Why are Two Thirds of Organizations Failing to Backup and Archive Correctly?
You would think, by now, that backup best practices would have moved into the same category as filling up the tank before a long drive or looking each way before crossing the street. But a new study indicates that most organizations continue to get it fundamentally wrong. How? By continuing to backup long-inactive data that should have been archived instead of remaining in the backup schedule.
The 2020 Active Archive Alliance survey found that 66% of respondents were still using backup systems to store archive data. What’s wrong with that?

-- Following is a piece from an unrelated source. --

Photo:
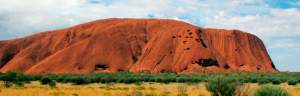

- It greatly lengthens backup windows: Repeatedly backing up unchanging archive data wastes storage resources and adds time to the backup process
- As data sets grow, a failure to distinguish between backup and archiving becomes increasingly expensive in terms of disk space
- Even those offloading backups to cheap cloud resources are still running up a large bill over time by unnecessarily backing up cold data
- Archiving, on the other hand, frees up expensive capacity by moving less frequently used data to more cost-effective storage locations.
Clearing Up Backup Confusions
One of the underlying reasons for this is a confusion between backup and archiving. Backup provides a copy of organizational data for use in recovery from a data loss incident, cyberattack or disaster. These days, it is generally copied onto disk or tape and either retained there or relayed to the cloud. A key point is that backup only copies data, leaving the source data in place. It is also used to restore lost or deleted files rapidly.
Archiving is a different concept entirely. Rather than copying data, it moves data classed as inactive to a more cost-effective tier of storage such as economy disk or tape. This frees up space on higher-tier storage systems such as fast disk or flash. In addition, it shortens the backup window and offers permanent and long-term protection from modification or deletion of data.